社員が会計を知れば、モチベーションが上がるということですか?
「会計を知った社員」は、会社が現在置かれている立場と、自分がやるべき仕事を
理解できますから、間違いなくモチベーションが上がります。
しかし、部門や役職によっては、「会社の課題なんか、とっくの昔に知っているよ」という人も
いるかもしれません。 例えば営業マンだったら、業界の中で自分の会社がどのような位置にあるのか
ライバル会社と比較して、 どこが強くてどこが弱いのか、よく分かっているでしょう。
でも、それだけで会社の現状がすべて分かったと思うのは、大間違いです。
営業活動の結果を、会計(損益計算書で表現されたもの)で理解しなければ
本当の会社の姿は分かりません。普通、思い込みと会計による理解との間には
大きなギャップがあります。このギャップを埋めることが、会計の重要な役割なのです。
会計は、事実に基づいた取引の結果をまとめて表したものです。それだけに厳しい現実を突きつけられれたり
することもありますが、内容が良ければ素晴らしい興奮を呼び起こすこともできるのです。

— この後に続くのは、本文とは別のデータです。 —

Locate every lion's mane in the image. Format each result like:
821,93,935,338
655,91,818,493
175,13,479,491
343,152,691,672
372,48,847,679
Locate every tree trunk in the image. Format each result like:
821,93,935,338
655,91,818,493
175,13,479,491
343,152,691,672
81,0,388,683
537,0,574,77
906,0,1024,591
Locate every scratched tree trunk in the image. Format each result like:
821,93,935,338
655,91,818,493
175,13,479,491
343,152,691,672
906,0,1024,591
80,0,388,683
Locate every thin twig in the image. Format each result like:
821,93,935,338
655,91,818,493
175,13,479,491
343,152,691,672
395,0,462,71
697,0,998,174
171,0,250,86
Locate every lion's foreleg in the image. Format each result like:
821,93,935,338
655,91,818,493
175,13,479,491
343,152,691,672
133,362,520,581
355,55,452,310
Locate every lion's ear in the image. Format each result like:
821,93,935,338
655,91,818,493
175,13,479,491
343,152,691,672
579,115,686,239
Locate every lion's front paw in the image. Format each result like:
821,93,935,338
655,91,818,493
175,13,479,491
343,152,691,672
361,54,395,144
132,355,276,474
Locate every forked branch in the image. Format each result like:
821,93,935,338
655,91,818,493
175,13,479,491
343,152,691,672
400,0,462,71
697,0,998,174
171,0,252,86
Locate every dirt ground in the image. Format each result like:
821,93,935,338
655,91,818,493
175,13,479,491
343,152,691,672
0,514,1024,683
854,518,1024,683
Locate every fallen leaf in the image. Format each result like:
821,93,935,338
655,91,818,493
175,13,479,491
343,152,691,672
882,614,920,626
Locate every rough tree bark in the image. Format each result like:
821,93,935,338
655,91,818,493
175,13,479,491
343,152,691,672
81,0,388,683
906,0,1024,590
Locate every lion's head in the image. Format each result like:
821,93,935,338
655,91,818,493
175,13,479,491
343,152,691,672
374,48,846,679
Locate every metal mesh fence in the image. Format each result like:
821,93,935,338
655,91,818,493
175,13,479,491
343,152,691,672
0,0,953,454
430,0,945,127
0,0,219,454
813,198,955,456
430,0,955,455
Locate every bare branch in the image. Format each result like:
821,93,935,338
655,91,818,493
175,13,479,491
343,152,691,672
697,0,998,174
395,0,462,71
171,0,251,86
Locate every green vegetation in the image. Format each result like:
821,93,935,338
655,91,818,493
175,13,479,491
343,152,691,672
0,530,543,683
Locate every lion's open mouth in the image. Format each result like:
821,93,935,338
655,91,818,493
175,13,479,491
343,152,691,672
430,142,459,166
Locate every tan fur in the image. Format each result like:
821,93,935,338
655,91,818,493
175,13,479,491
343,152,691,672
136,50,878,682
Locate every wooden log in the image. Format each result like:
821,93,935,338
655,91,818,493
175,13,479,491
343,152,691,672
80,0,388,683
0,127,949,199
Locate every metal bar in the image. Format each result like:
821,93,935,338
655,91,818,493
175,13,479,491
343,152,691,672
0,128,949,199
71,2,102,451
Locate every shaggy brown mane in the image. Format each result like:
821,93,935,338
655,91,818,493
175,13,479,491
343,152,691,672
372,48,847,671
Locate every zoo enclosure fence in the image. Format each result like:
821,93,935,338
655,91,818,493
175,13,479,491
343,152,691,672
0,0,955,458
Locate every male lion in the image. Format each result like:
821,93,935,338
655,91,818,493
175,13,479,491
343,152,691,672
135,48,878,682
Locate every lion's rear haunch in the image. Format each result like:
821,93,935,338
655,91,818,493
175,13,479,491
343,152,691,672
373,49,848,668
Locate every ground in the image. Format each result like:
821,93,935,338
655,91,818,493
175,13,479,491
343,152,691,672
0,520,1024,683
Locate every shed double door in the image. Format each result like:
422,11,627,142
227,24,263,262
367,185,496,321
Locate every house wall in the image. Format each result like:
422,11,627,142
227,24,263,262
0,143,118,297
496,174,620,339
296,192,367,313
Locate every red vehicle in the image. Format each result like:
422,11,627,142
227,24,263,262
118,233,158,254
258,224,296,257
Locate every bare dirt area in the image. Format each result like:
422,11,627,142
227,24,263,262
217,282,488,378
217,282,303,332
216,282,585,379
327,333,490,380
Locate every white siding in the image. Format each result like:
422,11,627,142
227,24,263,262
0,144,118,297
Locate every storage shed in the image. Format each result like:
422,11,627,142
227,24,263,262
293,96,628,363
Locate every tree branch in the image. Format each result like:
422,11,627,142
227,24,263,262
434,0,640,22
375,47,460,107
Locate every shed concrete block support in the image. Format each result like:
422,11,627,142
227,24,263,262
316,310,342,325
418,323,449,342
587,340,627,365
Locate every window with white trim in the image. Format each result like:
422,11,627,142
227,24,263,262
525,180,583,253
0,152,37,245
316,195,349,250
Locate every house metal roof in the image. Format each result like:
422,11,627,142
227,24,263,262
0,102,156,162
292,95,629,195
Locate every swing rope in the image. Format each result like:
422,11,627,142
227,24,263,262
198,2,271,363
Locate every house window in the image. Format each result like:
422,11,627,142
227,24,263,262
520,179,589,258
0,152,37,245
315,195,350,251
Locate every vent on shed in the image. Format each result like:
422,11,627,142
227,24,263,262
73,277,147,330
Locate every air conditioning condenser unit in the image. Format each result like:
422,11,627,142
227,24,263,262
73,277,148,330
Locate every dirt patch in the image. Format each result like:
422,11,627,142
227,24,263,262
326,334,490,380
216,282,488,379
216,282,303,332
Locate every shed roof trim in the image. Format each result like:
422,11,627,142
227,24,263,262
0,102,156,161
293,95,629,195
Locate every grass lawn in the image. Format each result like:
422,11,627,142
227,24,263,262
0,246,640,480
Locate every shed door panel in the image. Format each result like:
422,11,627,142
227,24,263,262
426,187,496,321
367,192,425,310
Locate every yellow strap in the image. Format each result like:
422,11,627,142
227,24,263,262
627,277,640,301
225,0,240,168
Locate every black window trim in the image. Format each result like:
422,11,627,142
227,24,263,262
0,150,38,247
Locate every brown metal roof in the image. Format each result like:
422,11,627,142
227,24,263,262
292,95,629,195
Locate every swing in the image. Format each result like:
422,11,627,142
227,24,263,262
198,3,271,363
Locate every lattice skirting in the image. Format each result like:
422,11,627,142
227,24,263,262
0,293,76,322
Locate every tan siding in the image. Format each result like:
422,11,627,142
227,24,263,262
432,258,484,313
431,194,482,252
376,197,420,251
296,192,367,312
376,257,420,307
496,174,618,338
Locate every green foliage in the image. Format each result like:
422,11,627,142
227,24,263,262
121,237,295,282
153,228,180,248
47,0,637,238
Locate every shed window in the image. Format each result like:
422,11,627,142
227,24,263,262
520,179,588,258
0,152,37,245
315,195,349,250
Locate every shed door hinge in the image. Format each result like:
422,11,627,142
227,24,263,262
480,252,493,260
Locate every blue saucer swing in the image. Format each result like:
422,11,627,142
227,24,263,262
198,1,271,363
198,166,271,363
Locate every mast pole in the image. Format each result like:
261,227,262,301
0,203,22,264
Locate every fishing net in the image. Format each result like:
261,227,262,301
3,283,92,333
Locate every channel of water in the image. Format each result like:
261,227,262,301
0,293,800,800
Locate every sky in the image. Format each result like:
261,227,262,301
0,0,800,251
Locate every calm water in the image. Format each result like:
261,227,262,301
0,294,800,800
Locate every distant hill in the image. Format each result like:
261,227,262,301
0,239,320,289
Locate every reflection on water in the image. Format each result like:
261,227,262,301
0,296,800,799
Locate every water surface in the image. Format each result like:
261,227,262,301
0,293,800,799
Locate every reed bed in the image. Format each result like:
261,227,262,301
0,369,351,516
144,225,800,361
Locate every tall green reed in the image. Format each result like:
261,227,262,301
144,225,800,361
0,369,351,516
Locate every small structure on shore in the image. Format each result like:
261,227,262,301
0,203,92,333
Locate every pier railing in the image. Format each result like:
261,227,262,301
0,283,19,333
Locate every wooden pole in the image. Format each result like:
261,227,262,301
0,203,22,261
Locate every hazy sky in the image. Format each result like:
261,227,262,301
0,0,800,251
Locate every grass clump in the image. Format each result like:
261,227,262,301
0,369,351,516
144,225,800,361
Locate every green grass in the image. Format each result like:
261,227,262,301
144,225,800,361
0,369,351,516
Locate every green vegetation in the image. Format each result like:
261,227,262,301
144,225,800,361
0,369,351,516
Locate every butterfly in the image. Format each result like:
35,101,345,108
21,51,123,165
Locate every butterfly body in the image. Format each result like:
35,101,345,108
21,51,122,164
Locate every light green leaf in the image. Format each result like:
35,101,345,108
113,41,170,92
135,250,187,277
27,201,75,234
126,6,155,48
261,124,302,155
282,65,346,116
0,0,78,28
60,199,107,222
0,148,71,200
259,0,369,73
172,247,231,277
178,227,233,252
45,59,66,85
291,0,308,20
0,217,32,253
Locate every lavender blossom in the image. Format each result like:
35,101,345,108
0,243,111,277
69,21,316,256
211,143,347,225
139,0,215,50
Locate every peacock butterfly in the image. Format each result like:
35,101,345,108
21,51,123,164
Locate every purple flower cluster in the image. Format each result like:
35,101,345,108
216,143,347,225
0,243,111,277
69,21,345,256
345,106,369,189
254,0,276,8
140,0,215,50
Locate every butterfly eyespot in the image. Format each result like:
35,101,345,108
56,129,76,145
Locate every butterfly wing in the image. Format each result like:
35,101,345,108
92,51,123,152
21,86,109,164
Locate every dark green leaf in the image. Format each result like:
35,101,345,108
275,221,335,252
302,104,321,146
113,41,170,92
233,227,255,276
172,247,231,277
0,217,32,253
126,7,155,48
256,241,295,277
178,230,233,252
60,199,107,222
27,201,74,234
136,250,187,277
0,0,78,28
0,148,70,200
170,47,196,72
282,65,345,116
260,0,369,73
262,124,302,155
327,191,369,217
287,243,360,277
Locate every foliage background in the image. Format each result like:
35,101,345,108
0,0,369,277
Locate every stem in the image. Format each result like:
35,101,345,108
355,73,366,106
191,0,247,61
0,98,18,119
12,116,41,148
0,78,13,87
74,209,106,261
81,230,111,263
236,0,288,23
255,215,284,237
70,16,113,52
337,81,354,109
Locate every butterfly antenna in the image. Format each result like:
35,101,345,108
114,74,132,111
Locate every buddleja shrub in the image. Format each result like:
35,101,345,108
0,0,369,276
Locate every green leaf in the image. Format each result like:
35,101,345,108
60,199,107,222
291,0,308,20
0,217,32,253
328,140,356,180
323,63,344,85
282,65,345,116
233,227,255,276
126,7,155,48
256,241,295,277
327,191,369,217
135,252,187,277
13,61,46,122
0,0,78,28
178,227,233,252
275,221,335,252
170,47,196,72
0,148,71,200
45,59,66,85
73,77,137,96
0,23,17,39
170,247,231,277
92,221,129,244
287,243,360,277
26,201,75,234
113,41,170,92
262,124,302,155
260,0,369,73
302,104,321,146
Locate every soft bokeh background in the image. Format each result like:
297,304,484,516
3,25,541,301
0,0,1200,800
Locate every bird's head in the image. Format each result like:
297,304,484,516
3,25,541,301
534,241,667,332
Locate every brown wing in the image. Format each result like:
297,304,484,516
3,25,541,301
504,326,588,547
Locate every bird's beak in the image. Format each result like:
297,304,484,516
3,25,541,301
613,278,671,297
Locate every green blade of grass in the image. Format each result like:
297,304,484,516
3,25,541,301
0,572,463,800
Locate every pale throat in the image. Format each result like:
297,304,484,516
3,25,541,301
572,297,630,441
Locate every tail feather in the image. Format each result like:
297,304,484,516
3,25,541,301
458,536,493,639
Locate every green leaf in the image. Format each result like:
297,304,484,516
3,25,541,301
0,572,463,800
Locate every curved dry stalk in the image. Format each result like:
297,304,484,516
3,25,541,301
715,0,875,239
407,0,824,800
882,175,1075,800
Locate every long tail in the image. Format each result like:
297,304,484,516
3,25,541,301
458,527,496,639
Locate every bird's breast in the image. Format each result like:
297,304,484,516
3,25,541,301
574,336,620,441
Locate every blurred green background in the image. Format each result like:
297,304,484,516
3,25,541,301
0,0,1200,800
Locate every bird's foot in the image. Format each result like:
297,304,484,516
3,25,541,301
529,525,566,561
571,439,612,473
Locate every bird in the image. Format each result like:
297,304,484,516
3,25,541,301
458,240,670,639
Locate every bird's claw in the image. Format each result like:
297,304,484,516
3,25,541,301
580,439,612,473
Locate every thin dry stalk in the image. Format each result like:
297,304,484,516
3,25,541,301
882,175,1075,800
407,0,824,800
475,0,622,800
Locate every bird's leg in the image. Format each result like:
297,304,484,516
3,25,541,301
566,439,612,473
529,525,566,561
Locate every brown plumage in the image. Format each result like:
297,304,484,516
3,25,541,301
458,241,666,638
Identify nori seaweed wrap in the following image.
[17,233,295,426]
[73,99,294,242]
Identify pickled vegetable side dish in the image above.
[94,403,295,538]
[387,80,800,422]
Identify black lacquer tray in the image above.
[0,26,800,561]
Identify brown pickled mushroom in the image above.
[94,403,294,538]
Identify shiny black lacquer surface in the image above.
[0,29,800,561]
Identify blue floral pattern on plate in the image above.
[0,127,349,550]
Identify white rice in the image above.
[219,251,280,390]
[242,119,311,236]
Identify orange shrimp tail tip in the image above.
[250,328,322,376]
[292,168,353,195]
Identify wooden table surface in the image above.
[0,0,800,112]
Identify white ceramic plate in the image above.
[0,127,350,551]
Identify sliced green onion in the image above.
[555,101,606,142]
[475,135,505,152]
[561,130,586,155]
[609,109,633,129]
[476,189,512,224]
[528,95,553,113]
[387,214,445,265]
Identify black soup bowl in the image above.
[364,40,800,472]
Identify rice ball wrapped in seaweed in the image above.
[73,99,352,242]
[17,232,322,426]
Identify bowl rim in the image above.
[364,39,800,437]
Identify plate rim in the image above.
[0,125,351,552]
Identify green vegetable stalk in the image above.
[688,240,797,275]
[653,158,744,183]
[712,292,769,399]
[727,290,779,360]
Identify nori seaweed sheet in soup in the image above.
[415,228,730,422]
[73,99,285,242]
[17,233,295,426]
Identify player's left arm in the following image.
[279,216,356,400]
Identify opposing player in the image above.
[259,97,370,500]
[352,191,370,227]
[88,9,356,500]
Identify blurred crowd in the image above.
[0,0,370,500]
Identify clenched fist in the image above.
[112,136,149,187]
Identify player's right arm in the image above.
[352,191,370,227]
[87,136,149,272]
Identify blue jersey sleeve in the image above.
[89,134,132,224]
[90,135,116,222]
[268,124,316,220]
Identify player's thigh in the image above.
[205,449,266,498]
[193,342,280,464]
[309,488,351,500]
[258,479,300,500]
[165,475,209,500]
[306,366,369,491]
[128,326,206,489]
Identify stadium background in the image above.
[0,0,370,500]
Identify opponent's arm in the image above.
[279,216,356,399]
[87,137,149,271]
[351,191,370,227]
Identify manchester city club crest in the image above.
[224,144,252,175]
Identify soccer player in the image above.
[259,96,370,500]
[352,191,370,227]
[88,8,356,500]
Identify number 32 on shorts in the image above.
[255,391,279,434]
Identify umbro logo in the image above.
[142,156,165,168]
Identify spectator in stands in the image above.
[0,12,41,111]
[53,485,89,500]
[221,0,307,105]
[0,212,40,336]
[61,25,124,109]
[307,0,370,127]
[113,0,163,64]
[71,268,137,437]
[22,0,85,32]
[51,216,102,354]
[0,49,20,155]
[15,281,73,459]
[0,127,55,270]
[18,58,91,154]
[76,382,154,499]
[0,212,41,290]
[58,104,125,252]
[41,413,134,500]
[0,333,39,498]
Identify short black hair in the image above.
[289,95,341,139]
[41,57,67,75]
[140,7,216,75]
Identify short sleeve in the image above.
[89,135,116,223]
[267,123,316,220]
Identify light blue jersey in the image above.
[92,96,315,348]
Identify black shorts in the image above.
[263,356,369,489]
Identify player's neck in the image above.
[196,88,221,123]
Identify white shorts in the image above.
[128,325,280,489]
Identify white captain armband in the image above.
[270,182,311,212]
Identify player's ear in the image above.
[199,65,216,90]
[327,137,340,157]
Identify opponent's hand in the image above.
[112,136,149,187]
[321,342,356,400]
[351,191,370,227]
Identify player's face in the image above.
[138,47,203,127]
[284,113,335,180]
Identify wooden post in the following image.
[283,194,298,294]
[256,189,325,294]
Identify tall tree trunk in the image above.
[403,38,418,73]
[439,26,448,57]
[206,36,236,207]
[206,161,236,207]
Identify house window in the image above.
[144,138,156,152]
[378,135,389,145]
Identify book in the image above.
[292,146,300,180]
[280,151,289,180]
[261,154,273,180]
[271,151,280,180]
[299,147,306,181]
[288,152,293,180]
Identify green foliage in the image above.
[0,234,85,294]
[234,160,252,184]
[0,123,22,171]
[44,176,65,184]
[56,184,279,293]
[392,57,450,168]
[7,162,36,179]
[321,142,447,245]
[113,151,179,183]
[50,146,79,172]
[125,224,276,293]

中小企業の経営者が社員から信頼感を得られない原因や、社員の会社に対するロイヤリティが低い理由を
1つだけ挙げれば、会計情報を公開していないことではないでしょうか?社長と社員が会計という共通語を
通じて現状を正しく理解できれば、やらなければならないことも自然に決まっていきます。
場合によっては、これまでムダなことをしてきたと、気付かされるかもしれません。
社長が「会社を伸ばしたい」、「自分と同じ視点で、問題意識を共有してほしい」と考えるのなら
「会計の教育」と「決算情報の公開」=「透明会計の実現」を考えてください。